In the mean time, those few Feathers stationed in the orbiting space station only watched on in horror, agonizingly safe from their kinsmen's suffering. They were a crew of five: a computer tech, an astronomer, a doctor, a mechanic, and a cook. They were proclaimed the best and brightest of Feathers in their respective specialties at the peak of Feather civilization—now they were the final survivors. The cook and astronomer, nominally expendable, decided to descend to the earth and expire with their families. The computer tech and mechanic both elected to stay on the ship, while the doctor urged the remaining crew to use the escape pods to search for the intergalactic center their space probes had detected in a far off region, fearing the Faeries would attack the space station as well as a death by slow starvation. The computer tech and mechanic refused to listen to the doctor.
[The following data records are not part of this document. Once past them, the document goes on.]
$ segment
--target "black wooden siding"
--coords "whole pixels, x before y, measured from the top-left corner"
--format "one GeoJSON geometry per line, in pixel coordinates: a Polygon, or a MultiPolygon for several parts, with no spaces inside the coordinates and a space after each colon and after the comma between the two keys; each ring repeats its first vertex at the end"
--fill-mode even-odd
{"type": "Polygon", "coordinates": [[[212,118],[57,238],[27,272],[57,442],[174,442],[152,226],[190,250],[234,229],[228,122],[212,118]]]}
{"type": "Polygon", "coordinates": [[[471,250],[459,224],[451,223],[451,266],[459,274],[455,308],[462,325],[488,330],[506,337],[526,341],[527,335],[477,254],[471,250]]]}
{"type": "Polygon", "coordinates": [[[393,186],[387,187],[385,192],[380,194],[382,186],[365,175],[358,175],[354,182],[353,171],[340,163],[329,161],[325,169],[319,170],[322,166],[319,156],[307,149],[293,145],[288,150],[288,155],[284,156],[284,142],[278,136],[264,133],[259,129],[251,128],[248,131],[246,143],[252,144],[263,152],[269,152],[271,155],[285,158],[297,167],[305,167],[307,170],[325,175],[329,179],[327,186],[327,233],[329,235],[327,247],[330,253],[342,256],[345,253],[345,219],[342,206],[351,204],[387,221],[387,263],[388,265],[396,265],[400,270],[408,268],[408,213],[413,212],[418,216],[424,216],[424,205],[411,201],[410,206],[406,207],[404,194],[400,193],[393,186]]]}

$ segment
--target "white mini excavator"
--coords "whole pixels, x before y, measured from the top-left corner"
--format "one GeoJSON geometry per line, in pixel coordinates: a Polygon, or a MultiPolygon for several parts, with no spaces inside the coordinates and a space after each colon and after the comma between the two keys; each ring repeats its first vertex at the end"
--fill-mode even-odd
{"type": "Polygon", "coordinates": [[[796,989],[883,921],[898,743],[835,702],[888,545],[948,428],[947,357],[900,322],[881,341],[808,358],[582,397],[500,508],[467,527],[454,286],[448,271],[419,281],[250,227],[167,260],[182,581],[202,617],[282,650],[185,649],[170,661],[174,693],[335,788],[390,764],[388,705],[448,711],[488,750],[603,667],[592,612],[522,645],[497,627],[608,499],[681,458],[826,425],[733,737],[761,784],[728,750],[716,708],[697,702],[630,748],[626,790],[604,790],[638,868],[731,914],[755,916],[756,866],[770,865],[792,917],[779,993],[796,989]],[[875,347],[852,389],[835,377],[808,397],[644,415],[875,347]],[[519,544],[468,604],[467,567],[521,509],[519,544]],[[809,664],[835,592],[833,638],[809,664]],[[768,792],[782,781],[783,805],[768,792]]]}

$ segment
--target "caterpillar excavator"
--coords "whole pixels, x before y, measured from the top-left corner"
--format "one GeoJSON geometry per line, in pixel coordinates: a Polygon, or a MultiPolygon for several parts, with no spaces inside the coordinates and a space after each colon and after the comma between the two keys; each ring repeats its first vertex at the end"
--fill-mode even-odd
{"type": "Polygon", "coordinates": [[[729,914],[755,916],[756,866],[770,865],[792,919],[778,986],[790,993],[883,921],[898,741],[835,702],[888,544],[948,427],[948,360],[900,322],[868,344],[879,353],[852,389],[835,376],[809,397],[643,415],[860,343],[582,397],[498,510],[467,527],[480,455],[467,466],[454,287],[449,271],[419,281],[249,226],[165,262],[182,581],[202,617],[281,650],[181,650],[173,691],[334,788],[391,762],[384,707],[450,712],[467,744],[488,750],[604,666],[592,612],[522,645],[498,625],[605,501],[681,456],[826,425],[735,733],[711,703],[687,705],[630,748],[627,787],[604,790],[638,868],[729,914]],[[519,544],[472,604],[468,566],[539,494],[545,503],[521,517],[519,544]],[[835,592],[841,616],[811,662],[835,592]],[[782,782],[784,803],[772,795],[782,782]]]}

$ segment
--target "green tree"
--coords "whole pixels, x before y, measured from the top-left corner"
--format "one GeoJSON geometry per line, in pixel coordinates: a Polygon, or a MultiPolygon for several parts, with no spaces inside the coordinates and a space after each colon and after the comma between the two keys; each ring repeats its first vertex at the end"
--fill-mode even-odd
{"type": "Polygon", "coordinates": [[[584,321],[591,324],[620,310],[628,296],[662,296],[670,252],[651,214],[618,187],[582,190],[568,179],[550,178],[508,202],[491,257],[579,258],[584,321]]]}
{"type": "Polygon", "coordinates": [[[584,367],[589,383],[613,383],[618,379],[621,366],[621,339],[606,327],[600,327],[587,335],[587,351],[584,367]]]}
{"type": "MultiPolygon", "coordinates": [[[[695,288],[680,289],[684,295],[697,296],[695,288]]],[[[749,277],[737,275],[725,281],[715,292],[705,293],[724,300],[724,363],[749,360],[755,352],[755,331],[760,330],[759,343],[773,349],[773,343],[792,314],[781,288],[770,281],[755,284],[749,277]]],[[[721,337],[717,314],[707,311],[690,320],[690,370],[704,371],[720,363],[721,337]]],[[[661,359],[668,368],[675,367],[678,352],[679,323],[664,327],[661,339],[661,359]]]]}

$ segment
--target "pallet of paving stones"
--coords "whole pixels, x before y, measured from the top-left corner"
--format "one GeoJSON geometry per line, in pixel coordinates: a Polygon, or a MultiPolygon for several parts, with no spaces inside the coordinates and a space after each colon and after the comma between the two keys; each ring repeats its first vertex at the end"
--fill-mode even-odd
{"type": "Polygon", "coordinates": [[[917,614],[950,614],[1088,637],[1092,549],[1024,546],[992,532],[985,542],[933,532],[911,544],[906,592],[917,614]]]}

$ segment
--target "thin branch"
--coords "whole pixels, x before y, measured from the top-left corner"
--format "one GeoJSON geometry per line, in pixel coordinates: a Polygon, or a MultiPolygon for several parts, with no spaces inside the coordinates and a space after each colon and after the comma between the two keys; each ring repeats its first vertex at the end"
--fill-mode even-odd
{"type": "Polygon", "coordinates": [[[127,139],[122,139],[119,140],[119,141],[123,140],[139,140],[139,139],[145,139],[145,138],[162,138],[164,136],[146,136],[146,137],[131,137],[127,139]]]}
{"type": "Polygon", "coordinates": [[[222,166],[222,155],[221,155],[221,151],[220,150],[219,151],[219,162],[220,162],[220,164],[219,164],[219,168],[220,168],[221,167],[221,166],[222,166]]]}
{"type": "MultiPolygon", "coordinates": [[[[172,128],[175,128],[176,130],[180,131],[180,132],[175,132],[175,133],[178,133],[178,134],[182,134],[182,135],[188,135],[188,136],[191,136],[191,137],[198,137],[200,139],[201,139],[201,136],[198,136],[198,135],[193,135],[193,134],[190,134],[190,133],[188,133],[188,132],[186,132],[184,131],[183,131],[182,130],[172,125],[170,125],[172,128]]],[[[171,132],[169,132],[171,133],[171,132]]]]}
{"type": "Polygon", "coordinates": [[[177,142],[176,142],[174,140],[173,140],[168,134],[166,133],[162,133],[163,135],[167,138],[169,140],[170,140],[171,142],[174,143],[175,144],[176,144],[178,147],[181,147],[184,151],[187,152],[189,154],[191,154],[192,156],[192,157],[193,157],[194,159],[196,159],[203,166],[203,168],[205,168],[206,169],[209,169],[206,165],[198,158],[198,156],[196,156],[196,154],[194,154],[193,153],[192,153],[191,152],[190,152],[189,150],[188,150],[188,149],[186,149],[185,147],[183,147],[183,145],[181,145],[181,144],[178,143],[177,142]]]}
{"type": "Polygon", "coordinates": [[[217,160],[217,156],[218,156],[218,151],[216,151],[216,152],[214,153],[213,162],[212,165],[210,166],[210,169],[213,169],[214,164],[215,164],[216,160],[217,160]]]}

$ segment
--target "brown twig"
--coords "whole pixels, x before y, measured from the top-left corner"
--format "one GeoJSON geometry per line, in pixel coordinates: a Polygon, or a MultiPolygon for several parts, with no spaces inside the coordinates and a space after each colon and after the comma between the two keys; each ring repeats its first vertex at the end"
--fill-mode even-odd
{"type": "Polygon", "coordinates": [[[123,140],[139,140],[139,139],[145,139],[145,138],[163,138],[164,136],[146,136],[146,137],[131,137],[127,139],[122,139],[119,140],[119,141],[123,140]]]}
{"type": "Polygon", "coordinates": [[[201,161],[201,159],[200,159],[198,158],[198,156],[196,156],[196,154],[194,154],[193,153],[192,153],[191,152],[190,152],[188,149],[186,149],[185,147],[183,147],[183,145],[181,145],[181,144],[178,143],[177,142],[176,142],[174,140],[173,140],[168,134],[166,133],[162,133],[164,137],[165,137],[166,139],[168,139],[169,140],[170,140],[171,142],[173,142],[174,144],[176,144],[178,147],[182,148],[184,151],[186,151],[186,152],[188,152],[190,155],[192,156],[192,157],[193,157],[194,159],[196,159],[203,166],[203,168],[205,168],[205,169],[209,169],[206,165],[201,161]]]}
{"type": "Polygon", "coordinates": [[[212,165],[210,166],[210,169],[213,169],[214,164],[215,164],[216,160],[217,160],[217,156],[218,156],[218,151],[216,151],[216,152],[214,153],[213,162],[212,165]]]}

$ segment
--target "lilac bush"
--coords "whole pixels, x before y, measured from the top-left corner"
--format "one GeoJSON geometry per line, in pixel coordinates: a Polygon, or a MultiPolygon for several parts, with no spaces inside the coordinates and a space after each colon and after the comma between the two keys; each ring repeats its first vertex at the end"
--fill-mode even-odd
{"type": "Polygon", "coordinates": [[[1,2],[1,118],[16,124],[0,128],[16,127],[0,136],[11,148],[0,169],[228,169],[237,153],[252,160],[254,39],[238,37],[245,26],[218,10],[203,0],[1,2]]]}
The doctor, filled with paranoia, left in the escape pod alone.

It was his privilege to watch as a blast of Light Faerie magic destroy his last two comrades while the pod escaped into space.

So the Feathers were destroyed and eliminated from history—except for one. What became of that sole survivor, the final carrier of Feather DNA? Did space swallow him whole? Or did the worm hole funnel outwards again, and lead him to that suspected intergalactic meeting place for a plethora of species?

Faeries typically end this tale differently, if they tell it at all. Of course, they tell the whole story differently—Feathers become the malevolent aggressors, determined to conquer and oppress Faerieland, and the plague becomes instead a spell that either makes the Feathers vanish, sends them to another planet, or transforms them into Faeries. (Just as they, supposedly, had always wished.) They tell of no survivors, or at least of no Feathers ever returning to Neopia.

Both endings are wrong. Lies—the old standby of the Faerie species. That Feather doctor survived, and he returned to Neopia. And boy, was he surprised to see his homeland overrun with pastel-colored Faerie worshippers.

I was that petrified doctor Feather in that tiny escape pod, barely able to handle the controls. The way I left Neopia wasn't the way I returned. Both my home and I had changed.

So now let me tell you a Feather tale. A survivor's tale. A tale of a medical-surgeon, determined to scrape out a living in the precipitous and outlaw-ridden environment of space. This time around, there will be Neopets—an alien Aisha (never a native species to Neopia) and a Kougra, the Kougra that would be the start of his species on Neopia. And yes, there will be a faerie, but only one. Her name's Hoshiya. You may know her as the Space Faerie.

My name is Dr. Frank Sloth, and this is my story.